Division of Biology, California Institute of Technology, Pasadena, California 91125, USA.
Genome Res. 2012 Oct;22(10):2079-87. doi: 10.1101/gr.139170.112. Epub 2012 Jun 18.
A comprehensive transcriptome analysis has been performed on protein-coding RNAs of Strongylocentrotus purpuratus, including 10 different embryonic stages, six feeding larval and metamorphosed juvenile stages, and six adult tissues. In this study, we pooled the transcriptomes from all of these sources and focused on the insights they provide for gene structure in the genome of this recently sequenced model system. The genome had initially been annotated by use of computational gene model prediction algorithms. A large fraction of these predicted genes were recovered in the transcriptome when the reads were mapped to the genome and appropriately filtered and analyzed. However, in a manually curated subset, we discovered that more than half the computational gene model predictions were imperfect, containing errors such as missing exons, prediction of nonexistent exons, erroneous intron/exon boundaries, fusion of adjacent genes, and prediction of multiple genes from single genes. The transcriptome data have been used to provide a systematic upgrade of the gene model predictions throughout the genome, very greatly improving the research usability of the genomic sequence. We have constructed new public databases that incorporate information from the transcriptome analyses. The transcript-based gene model data were used to define average structural parameters for S. purpuratus protein-coding genes. In addition, we constructed a custom sea urchin gene ontology, and assigned about 7000 different annotated transcripts to 24 functional classes. Strong correlations became evident between given functional ontology classes and structural properties, including gene size, exon number, and exon and intron size.
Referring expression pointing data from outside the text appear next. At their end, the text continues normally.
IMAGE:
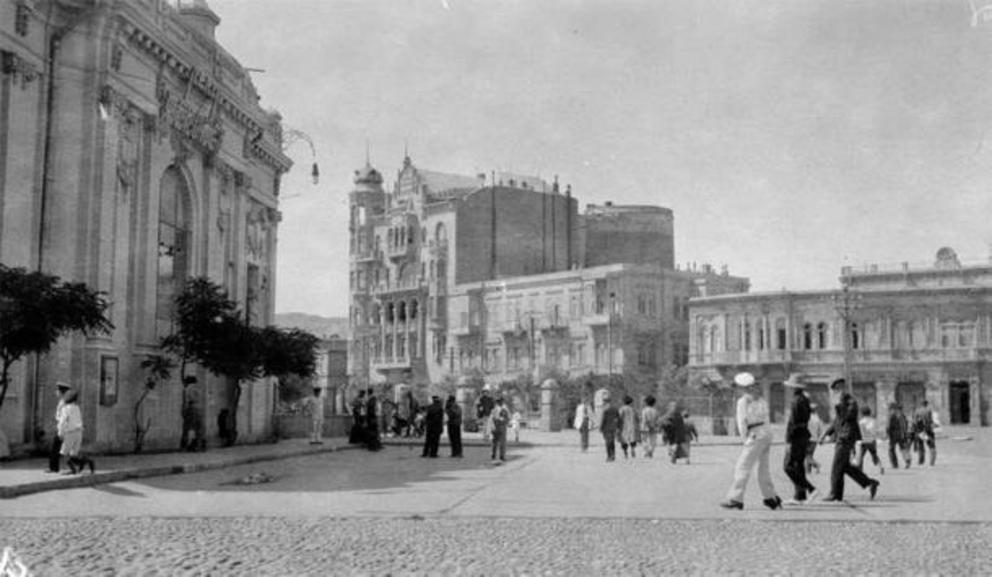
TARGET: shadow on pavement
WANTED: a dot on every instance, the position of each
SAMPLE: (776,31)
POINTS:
(392,469)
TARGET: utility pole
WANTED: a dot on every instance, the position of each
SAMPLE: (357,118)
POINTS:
(846,303)
(609,335)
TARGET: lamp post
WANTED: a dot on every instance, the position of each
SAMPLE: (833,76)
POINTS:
(291,136)
(609,335)
(846,303)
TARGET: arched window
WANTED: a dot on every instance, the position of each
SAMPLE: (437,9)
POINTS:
(821,335)
(173,245)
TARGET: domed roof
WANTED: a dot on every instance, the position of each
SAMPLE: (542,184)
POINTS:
(367,175)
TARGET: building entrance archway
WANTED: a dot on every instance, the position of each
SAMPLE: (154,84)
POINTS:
(960,402)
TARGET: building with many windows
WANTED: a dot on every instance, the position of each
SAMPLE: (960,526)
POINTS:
(913,333)
(133,155)
(454,275)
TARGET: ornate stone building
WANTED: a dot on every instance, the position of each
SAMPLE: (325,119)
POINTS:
(914,333)
(454,275)
(133,155)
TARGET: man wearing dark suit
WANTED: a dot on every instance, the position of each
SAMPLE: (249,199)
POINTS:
(797,437)
(846,432)
(608,426)
(434,422)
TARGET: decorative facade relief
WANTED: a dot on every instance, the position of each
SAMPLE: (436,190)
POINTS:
(19,69)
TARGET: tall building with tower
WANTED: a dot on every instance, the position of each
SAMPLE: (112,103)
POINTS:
(501,276)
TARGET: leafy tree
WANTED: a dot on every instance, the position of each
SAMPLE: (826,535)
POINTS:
(36,309)
(212,332)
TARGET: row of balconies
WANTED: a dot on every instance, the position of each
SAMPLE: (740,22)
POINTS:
(837,356)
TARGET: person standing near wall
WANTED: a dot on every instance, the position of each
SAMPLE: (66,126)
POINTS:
(500,421)
(454,413)
(55,452)
(898,432)
(315,406)
(581,423)
(797,437)
(609,424)
(650,425)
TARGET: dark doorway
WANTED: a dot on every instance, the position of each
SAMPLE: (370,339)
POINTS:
(960,403)
(910,396)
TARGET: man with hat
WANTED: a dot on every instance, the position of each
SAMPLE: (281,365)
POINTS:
(609,424)
(500,418)
(846,433)
(55,456)
(752,424)
(797,437)
(434,421)
(898,432)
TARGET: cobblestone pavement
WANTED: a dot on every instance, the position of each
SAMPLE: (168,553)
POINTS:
(493,546)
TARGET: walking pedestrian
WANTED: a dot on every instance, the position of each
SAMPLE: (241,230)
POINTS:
(434,423)
(372,440)
(357,434)
(691,434)
(194,437)
(630,429)
(55,452)
(650,424)
(752,425)
(675,434)
(500,420)
(815,427)
(923,433)
(454,413)
(869,440)
(846,433)
(797,437)
(70,428)
(583,417)
(609,423)
(315,406)
(483,410)
(897,431)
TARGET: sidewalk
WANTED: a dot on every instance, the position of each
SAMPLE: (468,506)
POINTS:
(26,476)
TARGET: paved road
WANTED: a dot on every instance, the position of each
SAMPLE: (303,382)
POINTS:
(548,510)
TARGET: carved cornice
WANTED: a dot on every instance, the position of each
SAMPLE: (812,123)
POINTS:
(18,68)
(206,133)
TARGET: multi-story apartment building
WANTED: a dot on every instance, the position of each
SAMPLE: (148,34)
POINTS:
(133,155)
(455,275)
(912,333)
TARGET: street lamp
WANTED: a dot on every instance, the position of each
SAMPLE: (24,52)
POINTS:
(291,136)
(846,303)
(609,335)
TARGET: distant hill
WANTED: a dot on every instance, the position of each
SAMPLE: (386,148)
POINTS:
(323,327)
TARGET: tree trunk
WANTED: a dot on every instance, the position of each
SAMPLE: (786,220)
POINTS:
(140,428)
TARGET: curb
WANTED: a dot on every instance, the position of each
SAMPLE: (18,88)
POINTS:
(84,480)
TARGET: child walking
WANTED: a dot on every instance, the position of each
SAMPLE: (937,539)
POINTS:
(70,430)
(869,440)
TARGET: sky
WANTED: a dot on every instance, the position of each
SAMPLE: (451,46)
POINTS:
(790,138)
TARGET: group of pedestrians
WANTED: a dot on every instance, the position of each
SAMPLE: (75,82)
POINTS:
(365,421)
(629,427)
(853,429)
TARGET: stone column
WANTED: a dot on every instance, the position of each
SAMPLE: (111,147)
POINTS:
(549,394)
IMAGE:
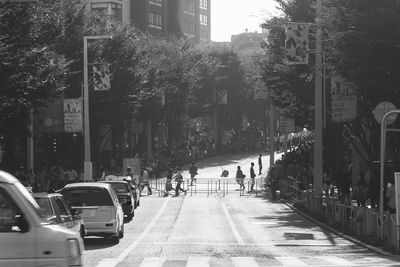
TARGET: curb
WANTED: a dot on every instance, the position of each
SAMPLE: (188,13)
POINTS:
(329,228)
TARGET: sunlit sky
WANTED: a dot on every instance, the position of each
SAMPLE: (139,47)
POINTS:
(229,17)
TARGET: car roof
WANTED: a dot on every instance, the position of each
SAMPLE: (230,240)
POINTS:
(115,182)
(89,184)
(44,194)
(6,177)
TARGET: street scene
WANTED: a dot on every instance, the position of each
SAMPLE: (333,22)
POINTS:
(199,133)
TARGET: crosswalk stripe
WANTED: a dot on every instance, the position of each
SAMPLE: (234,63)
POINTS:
(153,262)
(244,261)
(335,260)
(290,261)
(196,261)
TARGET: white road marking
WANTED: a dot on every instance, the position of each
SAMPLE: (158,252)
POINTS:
(290,261)
(232,225)
(335,260)
(153,262)
(244,261)
(265,223)
(121,257)
(197,261)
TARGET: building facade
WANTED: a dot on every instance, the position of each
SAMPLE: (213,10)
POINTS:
(190,19)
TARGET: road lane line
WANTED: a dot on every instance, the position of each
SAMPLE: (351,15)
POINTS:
(198,261)
(335,260)
(232,225)
(244,261)
(290,261)
(153,262)
(113,262)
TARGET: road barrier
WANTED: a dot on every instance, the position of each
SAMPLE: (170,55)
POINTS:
(362,222)
(208,186)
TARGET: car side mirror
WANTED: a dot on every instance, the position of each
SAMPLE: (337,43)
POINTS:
(22,223)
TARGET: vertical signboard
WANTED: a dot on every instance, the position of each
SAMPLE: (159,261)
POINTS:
(296,44)
(343,100)
(73,115)
(134,163)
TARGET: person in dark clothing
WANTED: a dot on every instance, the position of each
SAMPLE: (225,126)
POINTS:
(179,180)
(193,172)
(252,176)
(240,178)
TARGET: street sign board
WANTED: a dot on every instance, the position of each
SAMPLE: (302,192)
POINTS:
(381,109)
(343,100)
(73,115)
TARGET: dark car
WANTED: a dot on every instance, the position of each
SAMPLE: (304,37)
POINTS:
(125,196)
(58,211)
(134,186)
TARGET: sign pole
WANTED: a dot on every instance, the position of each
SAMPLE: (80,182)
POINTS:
(318,144)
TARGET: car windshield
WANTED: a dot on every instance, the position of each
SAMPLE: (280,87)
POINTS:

已对扁形动物盘虫的蛋白质编码 RNA 进行了全面的转录组分析,包括 10 个不同的胚胎阶段、6 个摄食幼虫和变态后的幼体阶段以及 6 个成年组织。在这项研究中,我们汇集了所有这些来源的转录组,并重点关注它们为这个最近测序的模型系统的基因组中基因结构提供的见解。最初,该基因组是使用计算基因模型预测算法进行注释的。当将读取映射到基因组并进行适当的过滤和分析时,这些预测基因中有很大一部分可以在转录组中恢复。然而,在经过人工编辑的子集,我们发现,超过一半的计算基因模型预测并不完善,包含错误,如缺失外显子、预测不存在的外显子、错误的内含子/外显子边界、相邻基因融合以及从单个基因预测多个基因。转录组数据已被用于提供整个基因组中基因模型预测的系统升级,极大地提高了基因组序列的研究可用性。我们构建了新的公共数据库,这些数据库整合了转录组分析的信息。基于转录本的基因模型数据用于定义扁形动物盘虫蛋白质编码基因的平均结构参数。此外,我们构建了一个定制的海胆基因本体论,并将大约 7000 个不同注释的转录本分配到 24 个功能类别中。在给定的功能本体论类别和结构特性之间,包括基因大小、外显子数量以及外显子和内含子大小之间,出现了明显的相关性。